As the marine officer, Watkin Tench, wrote:
'While they were on board ship, the two sexes had been kept most rigorously apart; but, when landed, their separation became impracticable, and would have been perhaps wrong. Licentiousness was the unavoidable consequence, and their old habits of depravity were beginning to recur.' [2]
Twenty percent of the women had convictions for prostitution-related offences – prostitution wasn’t a transportable offence, but one in five of the women had been prosecuted at some point for stealing from a man up a back alley or in bed. Even if there were only a handful, that would have been enough to spice up the party.
Other sources tell us that in the days immediately following, the prostitutes were doing a roaring trade in the women’s camp, and it is difficult to understand why they wouldn’t have been open for business that night as well.
(For example, on the 11th of February, the marine lieutenant, Ralph Clark, wrote: ‘. . . no Sooner has one man gone in with a woman but another goes in with her.’ The following day, after a number of seamen were drummed out of women's camp, he wrote that he hoped it would be a warning against them coming into the ‘whore camp’. [3])
And then there is circumstantial evidence which led feminist historians (and Robert Hughes) to claim that some of the women were sexually abused that night.
In his address to the convicts the next day, immediately after he had been sworn in as Governor, Phillip said that he had:
'. . . particularly noticed the illegal intercourse between the sexes as an offence which encouraged a general profligacy of manners, and was in several ways injurious to society.' [4]
As a commander of naval vessels, Phillip accepted prostitution as a fact of life: he would not have regarded that as unlawful. But he doesn’t seem to be referring to rape – this was ‘an offence which encouraged a general profligacy of manners’.
The surgeon on the Sirius quoted the Governor as saying:
'. . . there were a number of good men among them, who, unfortunately, from falling into bad company, from the influence of bad women, and in the rash moment of intoxication, had been led to violate the laws of their country, by committing crimes which in the serious moments of reflection, they thought of with horror & shame, and of which now, they sincerely repented. . .' [5]
This suggests that there had been some kind of investigation late that night or early on the morning of the 7th.
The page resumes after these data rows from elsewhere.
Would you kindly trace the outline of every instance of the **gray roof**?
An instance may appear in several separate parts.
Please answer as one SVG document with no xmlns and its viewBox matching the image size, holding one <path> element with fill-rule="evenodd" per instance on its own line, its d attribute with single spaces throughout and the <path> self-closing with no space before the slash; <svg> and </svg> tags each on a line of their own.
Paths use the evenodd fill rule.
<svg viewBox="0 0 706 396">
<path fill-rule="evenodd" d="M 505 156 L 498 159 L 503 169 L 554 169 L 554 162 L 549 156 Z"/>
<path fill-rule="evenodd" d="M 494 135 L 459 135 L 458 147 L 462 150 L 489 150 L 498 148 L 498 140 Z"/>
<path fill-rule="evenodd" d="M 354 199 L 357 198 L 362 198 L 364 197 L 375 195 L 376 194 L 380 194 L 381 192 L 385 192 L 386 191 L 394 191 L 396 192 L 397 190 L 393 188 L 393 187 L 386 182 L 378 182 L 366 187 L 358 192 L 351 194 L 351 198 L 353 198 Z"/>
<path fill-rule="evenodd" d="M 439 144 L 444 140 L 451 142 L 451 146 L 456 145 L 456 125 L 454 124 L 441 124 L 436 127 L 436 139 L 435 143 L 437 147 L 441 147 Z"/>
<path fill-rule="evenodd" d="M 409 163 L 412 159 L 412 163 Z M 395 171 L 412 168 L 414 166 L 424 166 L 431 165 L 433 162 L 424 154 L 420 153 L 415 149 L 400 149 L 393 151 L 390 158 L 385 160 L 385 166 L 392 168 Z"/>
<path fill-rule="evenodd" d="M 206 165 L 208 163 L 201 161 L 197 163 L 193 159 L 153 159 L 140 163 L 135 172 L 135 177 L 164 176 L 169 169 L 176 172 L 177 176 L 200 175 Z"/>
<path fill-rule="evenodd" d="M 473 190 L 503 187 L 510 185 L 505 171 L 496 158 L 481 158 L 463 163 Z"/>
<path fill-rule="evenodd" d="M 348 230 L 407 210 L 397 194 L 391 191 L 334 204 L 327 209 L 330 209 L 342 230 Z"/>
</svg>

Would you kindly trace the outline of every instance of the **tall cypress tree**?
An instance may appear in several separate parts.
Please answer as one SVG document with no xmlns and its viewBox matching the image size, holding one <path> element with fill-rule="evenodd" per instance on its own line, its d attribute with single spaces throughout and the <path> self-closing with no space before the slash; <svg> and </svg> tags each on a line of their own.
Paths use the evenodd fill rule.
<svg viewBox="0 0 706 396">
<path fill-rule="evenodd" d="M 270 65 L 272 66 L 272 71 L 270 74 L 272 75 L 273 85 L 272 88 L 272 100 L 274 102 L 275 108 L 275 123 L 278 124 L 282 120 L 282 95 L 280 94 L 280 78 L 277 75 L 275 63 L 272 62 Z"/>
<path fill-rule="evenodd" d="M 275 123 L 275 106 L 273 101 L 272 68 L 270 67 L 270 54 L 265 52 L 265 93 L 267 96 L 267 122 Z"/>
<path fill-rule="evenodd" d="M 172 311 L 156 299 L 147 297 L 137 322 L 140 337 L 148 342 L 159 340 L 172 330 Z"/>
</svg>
Phillip is referring to specific individuals, since he speaks of good men who have reacted with horror and shame when confronted over their behaviour. This was more than a mere breach of social convention, but not something that justified a criminal prosecution.
Unless other documents come to light, we will never get beyond the asterisks, but weighing up the evidence, I am inclined to the view that something happened on the night of the 6th of February that was deeply embarrassing to Governor Phillip.
______________
[1] Arthur Bowes Smyth, Arthur Bowes Smyth, ‘Journal of Arthur Bowes Smyth, 22 March 1787 to 8 August 1789’, NLA MS4568, 6 February 1788. 6 February 1788.
[2] Watkin Tench, A Narrative of the Expedition to Botany Bay, 2nd edition, London: J. Debrett, 1789, pp.62-63.
[3] Paul G. Fidlon, et al (eds.), The Journal and Letters of Lt. Ralph Clark, 1787-1792, Sydney: Australian Documents Library, 1981, p.97.
[4] The Voyage of Governor Phillip to Botany Bay, London: John Stockdale, 1789, p.67.
[5] George Worgan, Journal of a First Fleet Surgeon, Sydney: Library of Australian History, 1978, p.35.